Hz. Ömer (r.a): ‘Yâ Rasûlallah! Sen'i canım dışındaki her şeyden çok seviyorum!..’ der.
Efendimiz (sallallahu aleyhi ve sellem) Hz. Ömer (r.a)’ın elini tutar ve: ‘Beni canından çok sevmedikçe olmaz, Yâ Ömer!’ buyurur.
O da hemen: ‘Canımdan da çok seviyorum Yâ Rasûlallah!’ der.
Bunun üzerine Efendimiz (sallallahu aleyhi ve sellem): ‘Şimdi oldu.’ buyurur.


Sahabeler, Hz. Peygamber (s.)’e öyle derin bir sevgi ve aşk duymuşlar ki, dünyada da, ahirette de bir an olsun ondan uzak kalmak, onlar için en büyük üzüntü ve korku olmuştur. Bu sevgiyi Hz. Âişe’nin ağzından çıkan ifadelerde görmek mümkündür:

“Bir adamki bunun Sevbân olduğu tespit edilmiştir- Peygamber (s.) Efendimize gelerek dedi ki: “Ya Rasûlüllah! Süphesiz ki sen, bana hem çoluk çocuğumdan hem de malımdan daha sevgilisin.Doğrusu seni düşündükçe sabrım tükeniyor, gelip görünceye kadar bu hâlim devam ediyor. Bir de kendi ölümümü ve senin ölmeni düşünüyorum da büsbütün üzülüyorum. Biliyorum ki, sen cennete girince peygamberlerle birlikte yüce makamlara yükseleceksin. Ben de cennete girince ayrı bir yerde bulu nacağım ve bir daha seni göremeyeceğim!" Bunun üzerine şu ayet-i kerime indi: “Öyle ya, kim Allah’a ve Peygamber’e itaat ederse, işte onlar Allah’ın kendilerine nimet sunduğu peygamberler, sıddîkler, şehitler ve salihlerle beraberdirler. Bunlar ise ne güzel arkadaşlardır." (Nisâ, 69)

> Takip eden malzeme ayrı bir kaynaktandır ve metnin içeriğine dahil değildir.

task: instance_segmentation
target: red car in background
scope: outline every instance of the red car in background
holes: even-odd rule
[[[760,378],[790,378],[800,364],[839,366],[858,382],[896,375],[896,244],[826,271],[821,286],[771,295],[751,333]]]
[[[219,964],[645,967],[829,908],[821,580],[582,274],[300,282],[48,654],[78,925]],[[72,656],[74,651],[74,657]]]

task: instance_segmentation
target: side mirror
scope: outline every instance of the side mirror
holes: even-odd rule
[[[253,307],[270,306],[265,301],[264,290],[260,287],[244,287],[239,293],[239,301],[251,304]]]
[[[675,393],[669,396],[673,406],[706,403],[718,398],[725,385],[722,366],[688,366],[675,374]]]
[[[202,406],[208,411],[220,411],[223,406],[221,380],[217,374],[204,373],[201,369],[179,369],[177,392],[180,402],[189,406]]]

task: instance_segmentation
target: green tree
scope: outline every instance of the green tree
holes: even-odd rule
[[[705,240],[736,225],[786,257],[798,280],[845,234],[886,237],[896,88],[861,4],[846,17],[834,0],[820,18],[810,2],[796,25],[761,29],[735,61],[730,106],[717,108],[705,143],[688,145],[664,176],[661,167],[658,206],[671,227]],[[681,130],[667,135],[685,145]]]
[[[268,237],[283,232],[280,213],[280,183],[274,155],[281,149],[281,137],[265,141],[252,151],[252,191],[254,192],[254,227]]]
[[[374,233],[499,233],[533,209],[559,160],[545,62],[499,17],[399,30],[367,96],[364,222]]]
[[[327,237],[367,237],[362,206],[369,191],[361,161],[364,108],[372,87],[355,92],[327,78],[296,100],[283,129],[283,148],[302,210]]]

Anlatılan olayda da görüldüğü gibi, ashabın Hz. Peygamber’e olan candan sevgileri öyle bir boyuta ulaşmıştı ki, kendisinden bahsedilince gözyaşlarına hakim olamıyorlardı. Hz.Ömer’in oğlu Abdullah ne zaman Hz. Peygamber’in adı geçse, kendisini tutamaz, gözyaşı dökerdi (Abdullah Nâsıh Ulvan, İslâm’da Aile Eğitimi, çev: Celal Yıldırım, VI.baskı, Ankara, II, 479-480).

Sahabenin Hz. Peygamber’e olan sevgi ve muhabbeti, onun vefatından sonra da aynı canlılığını ve tazeliğini hiçbir zaman kaybetmemiştir.

Allah (c.c ) kalplerimizi onun sevgisiyle doldursun.